Worst case, I'd say that you could be seen by the responding officers, the investigating officers and the district attorney as a bad guy in this situation, that the fact damage occurred and people got hurt was made certain by the fact you came out blasting. Particularly if things go very wrong after you pull your sidearm, this threat is a very real consideration. Depends on their biases, prejudices and attitudes with respect to a citizen to "takes the law into his hands" and jumps into a situation such as that, particularly if folks get hurt other than the criminal.
Read and understand your state's statutes regarding the use of force, the use of deadly force, as well as the case law in situations where citizens responded in an attempt to stop crimes.
Of course, there are a host of pros/cons to intervening. To what degree one or more of those factors will be a concern will depend on the person and the circumstances.
For myself: It depends on the severity of the threat/risks; the likelihood of my stopping it; and the likelihood of being seen as the good guy in this scenario. The impact on my family matters much, to me. Many situations are crystal clear, while some are far from it. Each situation is different. Generally speaking, the laws will support honorable, upstanding actions to assist others, stop crime and so on. But the risks of failure or being taken to task for such actions are very real. An attempt is fine ... but at what point does it become less enticing if it costs everything you've got, impacts your family badly, doesn't even succeed, etc. Much to think about.

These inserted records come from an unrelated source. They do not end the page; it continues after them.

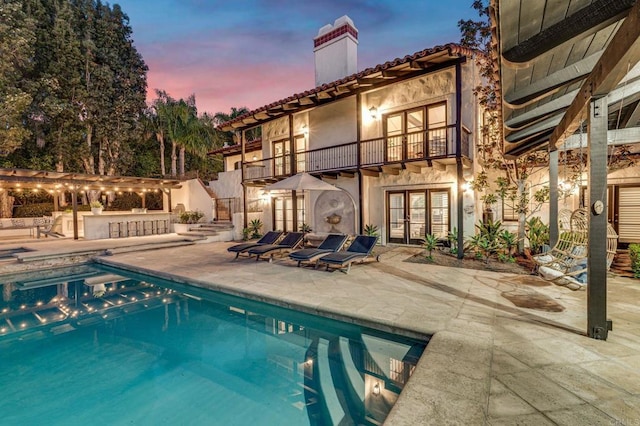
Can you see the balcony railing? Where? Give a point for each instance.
(430, 144)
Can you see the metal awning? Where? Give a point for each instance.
(551, 55)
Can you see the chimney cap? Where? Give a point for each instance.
(343, 20)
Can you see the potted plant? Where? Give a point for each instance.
(96, 207)
(254, 227)
(186, 219)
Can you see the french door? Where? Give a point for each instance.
(413, 214)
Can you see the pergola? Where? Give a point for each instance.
(74, 183)
(561, 64)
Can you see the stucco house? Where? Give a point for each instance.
(397, 138)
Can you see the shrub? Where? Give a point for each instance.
(429, 244)
(452, 237)
(126, 202)
(634, 253)
(371, 230)
(33, 210)
(537, 233)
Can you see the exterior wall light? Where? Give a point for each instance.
(376, 389)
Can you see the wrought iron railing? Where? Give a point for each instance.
(416, 146)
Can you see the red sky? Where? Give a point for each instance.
(254, 52)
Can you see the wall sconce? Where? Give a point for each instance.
(374, 112)
(376, 389)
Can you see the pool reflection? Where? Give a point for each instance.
(322, 371)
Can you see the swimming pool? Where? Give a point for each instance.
(95, 345)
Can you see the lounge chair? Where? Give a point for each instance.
(358, 250)
(269, 238)
(289, 242)
(331, 244)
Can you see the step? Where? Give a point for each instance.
(152, 246)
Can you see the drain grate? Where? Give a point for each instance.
(535, 301)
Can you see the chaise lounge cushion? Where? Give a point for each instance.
(359, 249)
(290, 241)
(269, 238)
(331, 244)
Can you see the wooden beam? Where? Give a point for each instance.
(393, 73)
(419, 65)
(437, 166)
(330, 176)
(622, 54)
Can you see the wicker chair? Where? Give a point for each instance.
(566, 263)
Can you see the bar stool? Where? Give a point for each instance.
(133, 228)
(161, 226)
(147, 227)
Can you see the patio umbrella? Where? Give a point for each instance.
(301, 182)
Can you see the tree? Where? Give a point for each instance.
(233, 138)
(16, 49)
(512, 185)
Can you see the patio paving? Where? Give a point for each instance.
(489, 361)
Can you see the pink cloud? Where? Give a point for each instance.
(219, 85)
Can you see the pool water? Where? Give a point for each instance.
(87, 345)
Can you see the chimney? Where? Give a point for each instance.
(336, 51)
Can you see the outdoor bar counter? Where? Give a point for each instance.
(125, 224)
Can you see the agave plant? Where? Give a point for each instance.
(254, 227)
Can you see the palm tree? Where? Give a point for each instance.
(160, 119)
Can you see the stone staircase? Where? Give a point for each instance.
(211, 232)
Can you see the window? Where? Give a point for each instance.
(301, 146)
(281, 158)
(437, 115)
(405, 133)
(509, 211)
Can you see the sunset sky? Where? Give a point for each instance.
(254, 52)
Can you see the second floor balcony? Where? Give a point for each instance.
(416, 149)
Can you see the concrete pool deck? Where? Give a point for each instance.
(489, 361)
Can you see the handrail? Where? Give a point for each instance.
(435, 143)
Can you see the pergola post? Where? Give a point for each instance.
(597, 324)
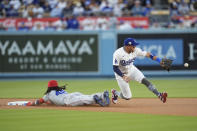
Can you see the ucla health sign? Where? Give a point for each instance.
(169, 48)
(49, 53)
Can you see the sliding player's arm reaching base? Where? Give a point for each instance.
(125, 71)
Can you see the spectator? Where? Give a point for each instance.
(137, 10)
(50, 27)
(62, 4)
(47, 9)
(118, 8)
(38, 27)
(78, 9)
(68, 10)
(102, 23)
(147, 9)
(174, 8)
(183, 8)
(56, 12)
(2, 11)
(88, 11)
(95, 8)
(72, 23)
(107, 8)
(22, 27)
(38, 11)
(53, 3)
(12, 12)
(123, 25)
(15, 3)
(2, 28)
(88, 24)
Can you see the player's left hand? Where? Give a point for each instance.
(166, 63)
(126, 79)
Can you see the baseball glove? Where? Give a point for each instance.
(166, 63)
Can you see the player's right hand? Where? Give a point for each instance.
(126, 79)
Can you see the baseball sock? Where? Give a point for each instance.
(150, 86)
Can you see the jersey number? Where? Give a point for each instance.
(60, 92)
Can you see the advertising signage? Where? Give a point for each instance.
(49, 53)
(180, 47)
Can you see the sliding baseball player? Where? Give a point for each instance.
(58, 96)
(125, 71)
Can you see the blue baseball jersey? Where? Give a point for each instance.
(124, 60)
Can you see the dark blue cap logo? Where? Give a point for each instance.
(130, 41)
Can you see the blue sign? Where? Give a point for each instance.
(169, 48)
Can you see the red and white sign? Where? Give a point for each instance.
(136, 22)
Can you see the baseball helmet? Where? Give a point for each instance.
(130, 41)
(52, 83)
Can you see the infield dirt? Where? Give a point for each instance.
(174, 106)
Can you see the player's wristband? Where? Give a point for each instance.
(151, 56)
(117, 70)
(158, 60)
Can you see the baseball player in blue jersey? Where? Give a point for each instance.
(58, 96)
(125, 71)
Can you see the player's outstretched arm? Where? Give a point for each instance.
(153, 57)
(36, 102)
(164, 62)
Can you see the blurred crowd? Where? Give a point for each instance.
(70, 10)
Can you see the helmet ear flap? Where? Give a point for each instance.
(52, 83)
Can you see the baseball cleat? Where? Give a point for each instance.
(98, 100)
(163, 96)
(114, 96)
(106, 98)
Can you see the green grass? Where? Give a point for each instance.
(62, 120)
(36, 88)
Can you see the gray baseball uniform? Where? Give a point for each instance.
(70, 99)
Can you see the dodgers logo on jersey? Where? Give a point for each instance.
(125, 63)
(116, 62)
(60, 92)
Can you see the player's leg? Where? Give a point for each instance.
(77, 99)
(137, 75)
(125, 92)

Leaving aside the legal issues (which are considerable and important to understand), unless you're armed with a 12 ga shotgun loaded with full-bore 00 Buck, you most likely won't have a guarantee of "dropping" the perp with a shot. There's a very real chance that you could wind up creating a situation where a very angry and violent armed criminal now has a gunshot wound or two before he opens fire on you and maybe the clerk, too.

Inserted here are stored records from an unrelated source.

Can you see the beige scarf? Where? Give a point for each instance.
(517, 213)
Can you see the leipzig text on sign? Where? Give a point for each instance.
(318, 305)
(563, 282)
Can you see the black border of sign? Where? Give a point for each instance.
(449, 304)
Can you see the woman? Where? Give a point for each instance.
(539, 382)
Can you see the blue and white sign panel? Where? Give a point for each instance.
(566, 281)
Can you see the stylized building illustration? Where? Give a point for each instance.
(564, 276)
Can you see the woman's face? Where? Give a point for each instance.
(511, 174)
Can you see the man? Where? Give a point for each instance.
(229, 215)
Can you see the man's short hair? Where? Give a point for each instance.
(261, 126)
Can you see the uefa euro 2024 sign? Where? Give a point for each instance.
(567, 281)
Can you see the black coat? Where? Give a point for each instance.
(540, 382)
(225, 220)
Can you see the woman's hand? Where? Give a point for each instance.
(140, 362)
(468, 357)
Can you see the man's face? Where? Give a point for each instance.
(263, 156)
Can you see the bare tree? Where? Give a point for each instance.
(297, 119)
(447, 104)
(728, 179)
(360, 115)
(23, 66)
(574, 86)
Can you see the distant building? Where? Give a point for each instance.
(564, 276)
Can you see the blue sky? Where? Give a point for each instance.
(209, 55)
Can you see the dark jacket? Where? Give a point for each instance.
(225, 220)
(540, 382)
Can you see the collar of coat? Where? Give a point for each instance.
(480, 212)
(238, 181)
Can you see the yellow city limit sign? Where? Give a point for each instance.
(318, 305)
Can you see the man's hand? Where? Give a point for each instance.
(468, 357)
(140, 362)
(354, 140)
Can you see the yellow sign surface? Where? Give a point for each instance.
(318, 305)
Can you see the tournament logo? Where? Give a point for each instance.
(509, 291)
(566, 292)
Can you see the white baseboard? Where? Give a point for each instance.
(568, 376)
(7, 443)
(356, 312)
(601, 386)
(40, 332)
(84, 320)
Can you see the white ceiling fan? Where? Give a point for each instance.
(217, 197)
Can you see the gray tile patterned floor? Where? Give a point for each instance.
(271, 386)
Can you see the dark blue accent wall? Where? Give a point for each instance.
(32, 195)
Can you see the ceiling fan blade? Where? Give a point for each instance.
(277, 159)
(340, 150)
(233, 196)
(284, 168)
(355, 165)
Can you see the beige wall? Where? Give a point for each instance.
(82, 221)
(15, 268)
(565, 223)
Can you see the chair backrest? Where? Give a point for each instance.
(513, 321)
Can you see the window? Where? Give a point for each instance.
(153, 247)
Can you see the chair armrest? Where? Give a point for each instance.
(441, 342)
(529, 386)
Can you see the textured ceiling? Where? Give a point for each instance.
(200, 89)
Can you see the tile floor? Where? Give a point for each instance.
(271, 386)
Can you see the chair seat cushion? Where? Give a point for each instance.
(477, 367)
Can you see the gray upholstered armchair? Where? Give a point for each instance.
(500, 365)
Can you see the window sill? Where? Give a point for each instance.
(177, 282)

So I'd keep in mind the basic principle that the introduction of gunshots into a situation rarely makes that situation a better one. It's the ultimate last resort. If a robbery is in progress and no shots have been fired, the best outcome is one where no shots are fired. As long as there's a reasonable chance the robber will take the money and go, I'd hang back and see if that's what happens.

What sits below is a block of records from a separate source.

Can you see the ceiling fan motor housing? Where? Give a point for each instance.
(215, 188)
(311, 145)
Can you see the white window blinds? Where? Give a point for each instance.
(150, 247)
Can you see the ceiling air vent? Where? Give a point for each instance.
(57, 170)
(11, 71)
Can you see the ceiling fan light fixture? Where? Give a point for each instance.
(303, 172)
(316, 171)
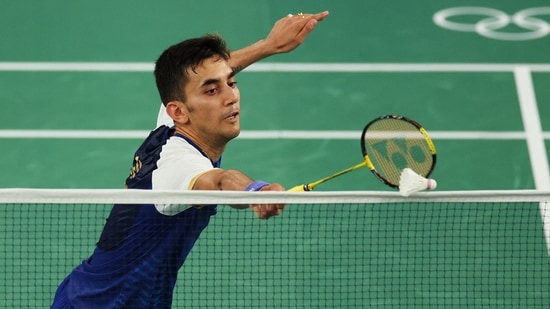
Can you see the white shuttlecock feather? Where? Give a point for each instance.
(410, 182)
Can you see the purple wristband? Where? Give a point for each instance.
(256, 185)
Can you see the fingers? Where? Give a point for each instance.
(266, 211)
(319, 16)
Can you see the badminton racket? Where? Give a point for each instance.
(391, 144)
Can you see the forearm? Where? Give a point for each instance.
(242, 58)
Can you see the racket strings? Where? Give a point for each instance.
(394, 144)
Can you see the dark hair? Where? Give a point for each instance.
(171, 68)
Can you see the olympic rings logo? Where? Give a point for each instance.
(496, 20)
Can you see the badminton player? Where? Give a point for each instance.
(142, 247)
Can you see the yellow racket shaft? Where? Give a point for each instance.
(310, 186)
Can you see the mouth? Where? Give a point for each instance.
(232, 116)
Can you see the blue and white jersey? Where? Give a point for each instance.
(142, 247)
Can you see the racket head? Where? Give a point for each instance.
(391, 143)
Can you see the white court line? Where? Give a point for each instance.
(256, 134)
(281, 67)
(535, 140)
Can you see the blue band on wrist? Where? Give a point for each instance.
(256, 185)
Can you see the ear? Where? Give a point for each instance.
(177, 111)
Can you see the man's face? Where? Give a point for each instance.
(212, 100)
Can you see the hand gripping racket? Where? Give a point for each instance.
(390, 145)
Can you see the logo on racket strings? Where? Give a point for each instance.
(399, 153)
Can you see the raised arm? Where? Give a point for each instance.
(287, 34)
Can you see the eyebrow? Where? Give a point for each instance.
(216, 80)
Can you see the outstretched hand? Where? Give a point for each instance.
(266, 211)
(290, 31)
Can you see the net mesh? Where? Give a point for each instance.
(327, 250)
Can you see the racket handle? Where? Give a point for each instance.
(300, 188)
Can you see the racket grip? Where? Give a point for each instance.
(300, 188)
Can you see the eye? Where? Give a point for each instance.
(212, 91)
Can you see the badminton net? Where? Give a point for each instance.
(485, 249)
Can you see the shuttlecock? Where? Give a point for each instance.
(410, 182)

The goal, from my perspective, is to live a long life in which I never will have never had to use any of my weapons to injure or kill anyone. If some bad situation happens that prevents me from reaching that goal, it will be extremely unfortunate. So I'm always leery of any topic of discussion that has a whiff of "is it OK to shoot now? can I use the gun now? am I 'good to go' now?" etc.
Even a 12 Guage is not a guarantee of a stop.
The number of rounds, or the caliber is of less consideration than placement. That's why accuracy is important.